Seeking changes in assessment practices that might improve their impact on learning for some students runs the risk of introducing changes that might actually harm the learning for those or other students. In particular, assessment specialists need to avoid lowering standards in the effort to help more students show what they know. Research to date on accommodations and principles of universal assessment design has been able to find ways of accomplishing this by removing or reducing many sources of construct irrelevant variance. To push beyond what has been accomplished so far, research on accessible reading assessment needs to be able to make finer distinctions about which characteristics and which students require what kinds of changes in assessment practices.

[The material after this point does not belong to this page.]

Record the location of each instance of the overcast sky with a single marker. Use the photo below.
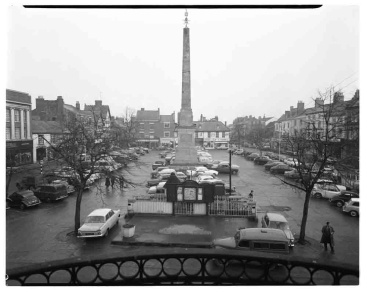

A way of thinking about which students need accessible reading assessment that provides a finer grain than gross categorizations such as “students with disabilities” is to focus on those students who seem most likely to be less accurately measured by typical assessment practices than other students. For convenience, these less accurately measured students have been referred with the abbreviation of “LAMS.” In theory, focusing on LAMS seems to be a sound strategy for research on accessible assessment. Being able to identify LAMS and clarify the reasons they are less accurately assessed should help improve assessment. The challenge is finding an efficient way to identify LAMS.
Teachers’ attitudes reported in the literature about the limitations of assessment indicate that teachers claim to have insights into student achievement that assessments sometimes miss. On the other hand, the research literature indicates that there are questions about teacher judgments of student achievement. We concluded that the potential value of teachers providing at least a starting point in identifying LAMS merited a study to investigate this option.
This study sought to probe teachers’ ability to identify LAMS and to see what might be learned from a small scale study about student characteristics that may be barriers to accurate reading measurement. For the most part, teachers were able to understand and complete the relatively novel task of nominating students who might be less accurately measured than other students by typical reading tests. The majority of the students they nominated as LAMS seemed to have characteristics that suggested the students might in fact be less accurately measured. On the other hand, there were some clear misses.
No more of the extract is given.